# Gray sky with Ektar



## molested_cow (Feb 8, 2011)

When I take a shot using my telephoto lens looking into deep blue sky while on Ektar 100 negatives, it always gives me gray sky, almost never fails ( actually it's 100% fail rate). When using shorter lens (50 and 20mm), no problem. It only happens when it's a combination of blue sky + 70~300 AF ED lens + Etkar 100.

When using consumer grade negatives like Kodak Gold or Fujifilm, it's fine as well. Anyone knows why?


Taken with Ektar100








Taken with Kodak Gold 200


----------



## David R (Feb 9, 2011)

A few more particulars would be helpful.  Scanner, software, scanning mode (auto-manual).

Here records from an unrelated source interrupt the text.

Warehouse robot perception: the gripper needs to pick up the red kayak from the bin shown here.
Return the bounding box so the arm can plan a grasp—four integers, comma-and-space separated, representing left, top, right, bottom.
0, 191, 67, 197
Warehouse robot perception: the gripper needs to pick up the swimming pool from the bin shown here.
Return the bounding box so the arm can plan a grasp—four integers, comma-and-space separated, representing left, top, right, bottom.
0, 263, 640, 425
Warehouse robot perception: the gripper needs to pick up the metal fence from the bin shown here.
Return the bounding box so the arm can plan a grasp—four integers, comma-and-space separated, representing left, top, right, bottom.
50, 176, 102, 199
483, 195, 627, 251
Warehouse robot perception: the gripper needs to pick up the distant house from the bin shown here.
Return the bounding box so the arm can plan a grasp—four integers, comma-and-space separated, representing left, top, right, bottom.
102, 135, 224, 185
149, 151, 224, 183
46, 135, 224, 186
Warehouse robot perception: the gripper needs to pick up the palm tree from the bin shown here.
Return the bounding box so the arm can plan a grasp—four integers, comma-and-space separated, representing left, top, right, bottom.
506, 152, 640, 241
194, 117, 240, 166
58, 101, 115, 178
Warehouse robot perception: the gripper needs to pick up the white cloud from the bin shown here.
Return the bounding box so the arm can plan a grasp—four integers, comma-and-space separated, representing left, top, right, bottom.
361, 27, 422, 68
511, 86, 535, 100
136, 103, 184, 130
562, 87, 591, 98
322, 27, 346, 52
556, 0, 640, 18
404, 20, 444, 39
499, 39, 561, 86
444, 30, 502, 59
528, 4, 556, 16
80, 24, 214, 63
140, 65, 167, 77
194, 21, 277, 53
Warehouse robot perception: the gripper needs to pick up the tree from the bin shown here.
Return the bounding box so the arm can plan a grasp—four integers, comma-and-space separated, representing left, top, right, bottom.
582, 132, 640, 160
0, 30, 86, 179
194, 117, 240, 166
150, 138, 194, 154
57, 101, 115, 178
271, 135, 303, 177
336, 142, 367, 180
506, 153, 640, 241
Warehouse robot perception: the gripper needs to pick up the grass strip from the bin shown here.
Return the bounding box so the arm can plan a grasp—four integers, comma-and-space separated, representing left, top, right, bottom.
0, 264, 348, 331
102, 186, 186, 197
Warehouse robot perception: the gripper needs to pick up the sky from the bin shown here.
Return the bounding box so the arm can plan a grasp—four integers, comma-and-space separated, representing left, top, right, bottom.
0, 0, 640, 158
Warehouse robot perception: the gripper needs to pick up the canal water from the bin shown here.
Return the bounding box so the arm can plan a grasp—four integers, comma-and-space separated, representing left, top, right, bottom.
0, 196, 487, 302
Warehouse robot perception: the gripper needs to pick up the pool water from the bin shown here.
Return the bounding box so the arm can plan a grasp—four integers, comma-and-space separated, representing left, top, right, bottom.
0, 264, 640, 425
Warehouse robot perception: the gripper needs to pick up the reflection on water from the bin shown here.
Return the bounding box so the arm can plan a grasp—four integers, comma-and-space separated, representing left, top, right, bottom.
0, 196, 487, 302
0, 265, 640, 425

Possibly lens models.

But to just guess I'd say that the combination of this negative's coloured base and the colour cast of your lens, or lack compared to the others has reach a tipping point in the software's auto colour correction.  The software no longer says the background is blue, but should be auto corrected to gray.

Does that help?

David R


----------



## molested_cow (Feb 9, 2011)

I have Epson V700 using the issued software (Epson scan).
Lens is Nikkor ED AF F4~5.6 70~300mm.

Any recommendation on how I can make the adjustment?


----------



## compur (Feb 9, 2011)

My guess is that the sky is going gray because it's over-exposed.  It's difficult 
to photograph an object against a bright sky without either blowing out the 
sky or underexposing the object. 

Ektar 100 has some peculiar traits when it is either under or over exposed.
This causes color shifts and/or changes in saturation. I think that's what 
we're seeing it in your gray sky.

Using different focal length lenses would change your metering pattern
and that would account for a more correct exposure with a wider lens
because the sky would be nearly all the meter is "seeing" so it would give
a correct exposure for the sky alone.

If my "theory" above is true then a polarizer should lessen the problem 
of sky color shift with Ektar 100 when using a longer lens.


----------



## David R (Feb 11, 2011)

Unfortunately I don't have any experience with that particular scanner, and its been along time since I've used the Epson software.  With the two scanners I use, Minolta and Nikon, I use Vuescan, Nikon oem software, and occastionally Silverfast.  I can dial in manual values quite easly.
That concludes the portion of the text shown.